I've seen some discussion about what other 'widget library' companies are charging. I wouldn't get too caught up with replicating the biz models of the widget makers. my guess is their balance sheets aren't going to impress you.
My main suggestion is to create a huge community, make it viral (the more consumer sites that have yui-ext will cause others to want it and spread), create a consulting group, offer commercial support packages, and be very startup friendly. Getting a 2% conversion of a community of a hundred thousand is probably a lot more money and fun than having a community of hundreds with a 10% conversion rate and having to pay salary to motivate your contributors.
What I'd hate to see is the scenario where Ext starts charging per site, the team makes a small bit of cash, the community stalls, and Jack decides working on other projects is more worth his time.
You clearly have the talent, I'd love to see what you could do with a massive community behind you. I only heard about YUI-ext 2 days ago and I'm usually an early adopter - I can only imagine how large this could be in 1 year if it remains free and spreads to commercial sites (as you know Rails, Django, Cake/PHP, etc. all are painfully in need of a decent free Javascript UI/Widget kit).
If nothing else, I'd vote for creating a yearly commercial support license as a first step and seeing how many larger (well funded) companies can help foot the bill.
San
There are a few hundred startups here in Silicon Valley that would _love_ a decent free web widget toolkit (scriptcrapulous, dojo, and jquery aren't it).
I've been reading some of the monitization notes with interest.
Paying $$/per-site is a non-starter for these companies. MySQL/Postgres are free, Rails and Django are free, PHP is free, java is free, Eclipse is free. These startups launch sites on no-budget except for their time. They'll probably opt to struggle with free solutions even if they're lesser just to save the cash outlay early on.
I think charging for widgets is also likely to slow the growth of a contributor community around Ext. People are not going to be incentivized to create new widgets if the Ext team are the only ones making money.
You've probably seen all of these, but just for the sake of framing - here are some approaches taken by other groups:
*) The mysql/ubuntu model: charge for support (large companies with real revenue will pay).
*) The 37signals model: Give away the toolkit and go build a web service or two that generates monthly income
*) Linux: create a huge community and the opportunities present themselves.

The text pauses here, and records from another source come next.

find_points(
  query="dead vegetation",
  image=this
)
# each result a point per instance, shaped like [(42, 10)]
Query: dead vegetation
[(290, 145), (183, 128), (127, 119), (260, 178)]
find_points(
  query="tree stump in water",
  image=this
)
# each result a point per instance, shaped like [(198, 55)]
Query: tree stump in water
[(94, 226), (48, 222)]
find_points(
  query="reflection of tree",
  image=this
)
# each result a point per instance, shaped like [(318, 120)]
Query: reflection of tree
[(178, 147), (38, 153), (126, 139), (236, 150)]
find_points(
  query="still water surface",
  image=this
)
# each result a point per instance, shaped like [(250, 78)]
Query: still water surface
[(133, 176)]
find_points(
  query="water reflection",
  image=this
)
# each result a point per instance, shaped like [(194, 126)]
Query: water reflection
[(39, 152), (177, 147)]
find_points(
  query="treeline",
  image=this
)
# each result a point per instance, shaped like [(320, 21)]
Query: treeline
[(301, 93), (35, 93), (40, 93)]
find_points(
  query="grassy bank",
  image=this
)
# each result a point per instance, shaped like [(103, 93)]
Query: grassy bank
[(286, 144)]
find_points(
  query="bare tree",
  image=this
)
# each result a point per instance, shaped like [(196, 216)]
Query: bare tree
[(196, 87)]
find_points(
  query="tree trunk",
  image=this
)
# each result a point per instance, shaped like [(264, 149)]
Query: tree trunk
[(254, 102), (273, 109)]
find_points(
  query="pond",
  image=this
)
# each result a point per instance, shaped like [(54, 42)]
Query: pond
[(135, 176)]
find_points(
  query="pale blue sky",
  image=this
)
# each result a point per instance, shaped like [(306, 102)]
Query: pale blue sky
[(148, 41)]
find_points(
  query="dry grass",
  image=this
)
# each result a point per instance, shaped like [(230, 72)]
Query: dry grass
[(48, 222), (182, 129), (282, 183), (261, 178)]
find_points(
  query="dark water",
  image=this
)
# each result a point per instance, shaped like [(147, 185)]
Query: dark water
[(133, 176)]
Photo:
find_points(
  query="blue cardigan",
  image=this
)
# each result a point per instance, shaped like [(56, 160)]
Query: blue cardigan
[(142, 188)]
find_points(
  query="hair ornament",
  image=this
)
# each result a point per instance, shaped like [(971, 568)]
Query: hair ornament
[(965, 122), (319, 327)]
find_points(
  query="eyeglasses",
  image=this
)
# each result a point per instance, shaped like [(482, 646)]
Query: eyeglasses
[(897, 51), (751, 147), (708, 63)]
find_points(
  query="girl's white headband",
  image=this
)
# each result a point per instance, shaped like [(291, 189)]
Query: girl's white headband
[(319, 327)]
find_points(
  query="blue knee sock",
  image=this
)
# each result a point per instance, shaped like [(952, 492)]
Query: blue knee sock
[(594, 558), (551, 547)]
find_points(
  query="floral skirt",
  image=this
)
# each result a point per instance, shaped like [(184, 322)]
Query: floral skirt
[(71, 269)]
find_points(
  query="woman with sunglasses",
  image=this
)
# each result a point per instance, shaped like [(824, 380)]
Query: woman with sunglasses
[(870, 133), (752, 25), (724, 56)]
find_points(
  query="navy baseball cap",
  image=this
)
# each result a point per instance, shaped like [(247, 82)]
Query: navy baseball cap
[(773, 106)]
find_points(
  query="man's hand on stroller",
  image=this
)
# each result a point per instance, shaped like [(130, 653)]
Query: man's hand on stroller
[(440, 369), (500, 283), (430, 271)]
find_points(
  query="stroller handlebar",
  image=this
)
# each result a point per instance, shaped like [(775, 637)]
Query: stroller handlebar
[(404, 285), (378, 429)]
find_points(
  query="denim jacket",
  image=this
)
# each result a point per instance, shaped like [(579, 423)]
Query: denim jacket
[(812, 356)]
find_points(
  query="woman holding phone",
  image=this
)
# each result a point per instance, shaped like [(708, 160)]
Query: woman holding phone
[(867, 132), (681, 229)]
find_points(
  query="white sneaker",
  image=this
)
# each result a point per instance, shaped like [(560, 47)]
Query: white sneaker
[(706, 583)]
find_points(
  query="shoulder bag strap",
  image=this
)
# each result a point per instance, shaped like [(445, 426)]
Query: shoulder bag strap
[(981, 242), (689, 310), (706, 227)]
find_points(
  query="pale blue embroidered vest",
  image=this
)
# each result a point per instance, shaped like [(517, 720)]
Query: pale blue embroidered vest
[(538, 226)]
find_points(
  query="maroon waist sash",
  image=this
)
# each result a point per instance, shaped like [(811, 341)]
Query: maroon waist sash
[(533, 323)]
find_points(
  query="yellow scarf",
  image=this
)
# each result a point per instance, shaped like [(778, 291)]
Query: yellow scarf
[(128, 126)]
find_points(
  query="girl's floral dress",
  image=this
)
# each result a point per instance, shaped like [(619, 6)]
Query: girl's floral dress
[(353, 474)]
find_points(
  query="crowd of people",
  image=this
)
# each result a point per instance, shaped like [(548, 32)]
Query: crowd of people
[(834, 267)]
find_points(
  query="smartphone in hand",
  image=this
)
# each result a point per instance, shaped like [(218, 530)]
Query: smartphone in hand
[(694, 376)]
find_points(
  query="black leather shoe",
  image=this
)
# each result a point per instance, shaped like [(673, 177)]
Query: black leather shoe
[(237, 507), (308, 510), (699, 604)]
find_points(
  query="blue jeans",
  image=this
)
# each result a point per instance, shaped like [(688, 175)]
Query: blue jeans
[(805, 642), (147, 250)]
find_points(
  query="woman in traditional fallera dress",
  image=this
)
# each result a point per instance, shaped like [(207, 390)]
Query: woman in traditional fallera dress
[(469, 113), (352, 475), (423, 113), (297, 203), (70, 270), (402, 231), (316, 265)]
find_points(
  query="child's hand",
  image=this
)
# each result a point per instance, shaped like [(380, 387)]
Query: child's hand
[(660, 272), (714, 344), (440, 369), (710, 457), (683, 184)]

*) The Caucho model: charge for a deployment license, but only those companies that have real revenue (let startups get a free ride until they have money in the bank). (note Caucho has a teensy amount of market penetration).
I've seen some discussion about what other 'widget library' companies are charging. I wouldn't get too caught up with replicating the biz models of the widget makers. my guess is their balance sheets aren't going to impress you.
My main suggestion is to create a huge community, make it viral (the more consumer sites that have yui-ext will cause others to want it and spread), create a consulting group, offer commercial support packages, and be very startup friendly. Getting a 2% conversion of a community of a hundred thousand is probably a lot more money and fun than having a community of hundreds with a 10% conversion rate and having to pay salary to motivate your contributors.
What I'd hate to see is the scenario where Ext starts charging per site, the team makes a small bit of cash, the community stalls, and Jack decides working on other projects is more worth his time.
You clearly have the talent, I'd love to see what you could do with a massive community behind you. I only heard about YUI-ext 2 days ago and I'm usually an early adopter - I can only imagine how large this could be in 1 year if it remains free and spreads to commercial sites (as you know Rails, Django, Cake/PHP, etc. all are painfully in need of a decent free Javascript UI/Widget kit).
If nothing else, I'd vote for creating a yearly commercial support license as a first step and seeing how many larger (well funded) companies can help foot the bill.